Despite confessing to molesting his daughter, a Jehovah’s Witness senior official was first stood down by the church for adultery, a royal commission has heard.
Church elder Dino Ali admitted that a judicial hearing in 1989 dealt with the man’s adultery matter before allegations of sexual abuse, because they were dealing with “one issue at a time”.
He also said they could not be sure the man’s confession was true, based on his history of lying.
The victim, known as BCG, has previously said her father, a respected member of the church congregation in Mareeba, near Cairns, abused her and her three sisters.
Asked to read from his own notes from 1989, Mr Ali said: “(the father) has admitted to all things and also said that whatever (his daughter) said on molesting was true”.
While he and two other elders did not deem it sufficient proof, Mr Ali did not consider reporting the matters to police.
BCG as well as her older sister, BCK, and their mother, each went to the church to report the child sexual abuse, according to Mr Ali’s notes, read before the commission.
The sexual abuse was later recognised as one of her father’s scriptural offences when he tried to appeal being stood down.
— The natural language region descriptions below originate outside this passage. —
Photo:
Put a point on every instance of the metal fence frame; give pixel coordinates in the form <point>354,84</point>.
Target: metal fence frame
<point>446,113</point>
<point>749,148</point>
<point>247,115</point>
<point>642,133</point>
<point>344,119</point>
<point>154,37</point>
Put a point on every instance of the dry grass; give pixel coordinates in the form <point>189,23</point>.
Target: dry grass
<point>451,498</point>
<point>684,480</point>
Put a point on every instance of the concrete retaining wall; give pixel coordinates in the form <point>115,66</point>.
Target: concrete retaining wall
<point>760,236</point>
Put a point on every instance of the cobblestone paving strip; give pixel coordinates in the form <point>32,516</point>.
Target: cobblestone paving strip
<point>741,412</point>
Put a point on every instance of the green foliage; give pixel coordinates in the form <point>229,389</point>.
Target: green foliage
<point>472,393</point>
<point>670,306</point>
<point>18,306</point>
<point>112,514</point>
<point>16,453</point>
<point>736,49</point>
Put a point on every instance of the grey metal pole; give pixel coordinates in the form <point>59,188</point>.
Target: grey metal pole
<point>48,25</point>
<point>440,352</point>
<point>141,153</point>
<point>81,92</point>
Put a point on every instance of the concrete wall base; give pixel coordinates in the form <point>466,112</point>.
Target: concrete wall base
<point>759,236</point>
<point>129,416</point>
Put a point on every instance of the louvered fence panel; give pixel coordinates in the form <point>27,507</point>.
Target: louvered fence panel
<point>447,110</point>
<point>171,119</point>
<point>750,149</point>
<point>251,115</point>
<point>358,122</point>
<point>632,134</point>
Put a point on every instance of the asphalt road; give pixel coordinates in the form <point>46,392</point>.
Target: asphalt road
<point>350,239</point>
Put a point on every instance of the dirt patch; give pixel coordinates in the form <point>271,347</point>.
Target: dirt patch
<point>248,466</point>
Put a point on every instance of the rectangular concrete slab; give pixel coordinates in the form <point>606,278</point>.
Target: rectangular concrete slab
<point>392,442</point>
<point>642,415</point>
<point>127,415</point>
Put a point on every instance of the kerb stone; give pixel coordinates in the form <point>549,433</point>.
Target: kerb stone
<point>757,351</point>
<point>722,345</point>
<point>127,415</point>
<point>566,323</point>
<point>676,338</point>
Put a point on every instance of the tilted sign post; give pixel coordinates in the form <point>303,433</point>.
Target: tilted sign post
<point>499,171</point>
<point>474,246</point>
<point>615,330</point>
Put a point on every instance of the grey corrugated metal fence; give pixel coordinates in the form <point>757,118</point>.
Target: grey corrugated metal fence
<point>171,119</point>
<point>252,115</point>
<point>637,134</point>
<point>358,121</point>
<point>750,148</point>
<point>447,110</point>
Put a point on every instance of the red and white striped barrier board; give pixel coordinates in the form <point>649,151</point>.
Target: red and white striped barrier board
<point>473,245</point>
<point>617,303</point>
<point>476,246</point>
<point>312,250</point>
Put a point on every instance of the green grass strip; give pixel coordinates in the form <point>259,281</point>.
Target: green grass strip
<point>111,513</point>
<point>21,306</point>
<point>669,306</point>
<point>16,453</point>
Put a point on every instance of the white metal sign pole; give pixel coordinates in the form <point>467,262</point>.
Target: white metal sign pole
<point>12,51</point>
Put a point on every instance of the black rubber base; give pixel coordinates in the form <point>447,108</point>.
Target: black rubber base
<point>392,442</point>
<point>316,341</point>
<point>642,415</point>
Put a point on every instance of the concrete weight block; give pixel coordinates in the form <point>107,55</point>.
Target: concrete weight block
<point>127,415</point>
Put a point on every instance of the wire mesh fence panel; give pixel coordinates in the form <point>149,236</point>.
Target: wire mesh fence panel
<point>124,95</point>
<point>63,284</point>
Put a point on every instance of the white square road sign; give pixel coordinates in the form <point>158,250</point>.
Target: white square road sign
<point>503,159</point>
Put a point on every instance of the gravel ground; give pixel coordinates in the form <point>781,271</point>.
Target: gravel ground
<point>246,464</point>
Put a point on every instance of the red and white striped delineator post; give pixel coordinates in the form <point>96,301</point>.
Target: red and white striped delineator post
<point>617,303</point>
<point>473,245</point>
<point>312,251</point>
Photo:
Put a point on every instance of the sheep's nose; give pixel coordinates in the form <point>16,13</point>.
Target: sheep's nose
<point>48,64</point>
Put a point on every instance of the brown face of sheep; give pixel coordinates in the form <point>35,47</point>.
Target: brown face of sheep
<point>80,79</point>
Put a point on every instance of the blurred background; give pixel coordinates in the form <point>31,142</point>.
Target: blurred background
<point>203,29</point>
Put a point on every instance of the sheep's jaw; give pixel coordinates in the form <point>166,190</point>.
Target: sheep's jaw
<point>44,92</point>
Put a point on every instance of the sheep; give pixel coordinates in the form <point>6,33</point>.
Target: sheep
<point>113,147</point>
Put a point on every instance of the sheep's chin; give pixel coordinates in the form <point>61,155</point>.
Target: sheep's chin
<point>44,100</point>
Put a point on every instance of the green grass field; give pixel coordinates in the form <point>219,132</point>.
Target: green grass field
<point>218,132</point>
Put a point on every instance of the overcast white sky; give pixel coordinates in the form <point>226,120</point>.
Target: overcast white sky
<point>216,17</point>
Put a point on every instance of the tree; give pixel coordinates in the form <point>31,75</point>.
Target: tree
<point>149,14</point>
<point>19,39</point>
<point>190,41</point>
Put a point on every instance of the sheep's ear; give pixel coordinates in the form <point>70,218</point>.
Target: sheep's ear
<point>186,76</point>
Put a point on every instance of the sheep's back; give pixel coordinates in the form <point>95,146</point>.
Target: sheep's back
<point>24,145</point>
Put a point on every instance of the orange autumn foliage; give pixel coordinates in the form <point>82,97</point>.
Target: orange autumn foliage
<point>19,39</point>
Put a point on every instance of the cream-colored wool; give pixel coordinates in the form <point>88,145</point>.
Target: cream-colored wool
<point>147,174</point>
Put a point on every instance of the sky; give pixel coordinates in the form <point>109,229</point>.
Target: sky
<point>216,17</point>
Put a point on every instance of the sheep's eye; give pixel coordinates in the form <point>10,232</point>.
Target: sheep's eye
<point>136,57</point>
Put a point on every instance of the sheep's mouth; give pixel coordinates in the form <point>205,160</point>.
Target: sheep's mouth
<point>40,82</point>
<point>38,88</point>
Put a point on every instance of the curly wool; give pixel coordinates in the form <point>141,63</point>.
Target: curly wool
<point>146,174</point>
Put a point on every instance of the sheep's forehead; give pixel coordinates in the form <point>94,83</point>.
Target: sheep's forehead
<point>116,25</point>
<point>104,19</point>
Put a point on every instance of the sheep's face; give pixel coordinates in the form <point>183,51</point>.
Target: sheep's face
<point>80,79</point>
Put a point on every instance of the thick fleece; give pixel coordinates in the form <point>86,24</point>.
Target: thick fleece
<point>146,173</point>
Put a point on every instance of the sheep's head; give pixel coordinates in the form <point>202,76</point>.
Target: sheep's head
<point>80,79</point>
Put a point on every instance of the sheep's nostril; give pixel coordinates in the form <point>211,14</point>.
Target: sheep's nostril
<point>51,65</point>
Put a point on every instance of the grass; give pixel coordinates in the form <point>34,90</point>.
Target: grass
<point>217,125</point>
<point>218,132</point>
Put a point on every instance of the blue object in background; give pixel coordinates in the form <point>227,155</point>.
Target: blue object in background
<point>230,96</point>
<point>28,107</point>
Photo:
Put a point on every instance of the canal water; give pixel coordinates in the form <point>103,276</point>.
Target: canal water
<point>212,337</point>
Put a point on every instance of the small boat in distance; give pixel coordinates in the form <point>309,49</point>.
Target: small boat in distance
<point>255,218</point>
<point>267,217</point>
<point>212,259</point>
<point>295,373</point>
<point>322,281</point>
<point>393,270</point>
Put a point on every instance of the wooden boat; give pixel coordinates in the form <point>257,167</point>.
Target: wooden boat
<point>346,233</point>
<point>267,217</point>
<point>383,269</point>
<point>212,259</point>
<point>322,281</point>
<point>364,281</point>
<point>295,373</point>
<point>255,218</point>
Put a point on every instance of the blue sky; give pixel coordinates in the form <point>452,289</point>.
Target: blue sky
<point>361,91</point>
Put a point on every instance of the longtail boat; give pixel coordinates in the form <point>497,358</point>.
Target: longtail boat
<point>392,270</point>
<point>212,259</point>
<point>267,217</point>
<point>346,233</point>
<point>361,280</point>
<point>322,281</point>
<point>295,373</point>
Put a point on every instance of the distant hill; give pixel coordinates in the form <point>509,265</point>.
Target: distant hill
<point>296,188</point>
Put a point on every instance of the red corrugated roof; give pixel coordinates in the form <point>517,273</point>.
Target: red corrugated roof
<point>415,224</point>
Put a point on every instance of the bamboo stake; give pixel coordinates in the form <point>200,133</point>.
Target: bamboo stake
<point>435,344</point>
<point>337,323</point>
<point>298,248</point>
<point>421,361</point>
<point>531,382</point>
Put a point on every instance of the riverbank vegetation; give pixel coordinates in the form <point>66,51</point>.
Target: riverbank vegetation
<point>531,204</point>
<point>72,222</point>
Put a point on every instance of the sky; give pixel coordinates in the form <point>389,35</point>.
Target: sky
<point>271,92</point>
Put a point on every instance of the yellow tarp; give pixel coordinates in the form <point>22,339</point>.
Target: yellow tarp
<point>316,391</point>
His appeal was upheld and he was reinstated a few years later.
As part of the church’s “healing process”, BCG was interviewed by three elders – all friends of her father – as part of a judicial hearing in 1989.
Her father was at one of these interviews.
“It was part of the healing process so she could get it out and tell the person that had carried out this vile act against them,” elder Kevin Bowditch told the commission.
When questioned whether an apology is also a big part of the healing process, he agreed.
“And it never occurred at any time did it?” BCG’s legal representative asked.
“No,” Mr Bowditch responded.
A former solicitor with the Queensland DPP, Jason Davies, said the way these matters are handled internally by the church, “must have had a terrible impact on the complainant”.
Mr Bowditch is one of several elders being asked what actions they took to support abuse victims or report serious crimes to secular authorities.
Mr Bowditch admitted child protection cases are not generally reported to authorities unless there is a legal requirement because the church believes it can deal with matters internally.
The hearing before Justice McClellan continues on Friday.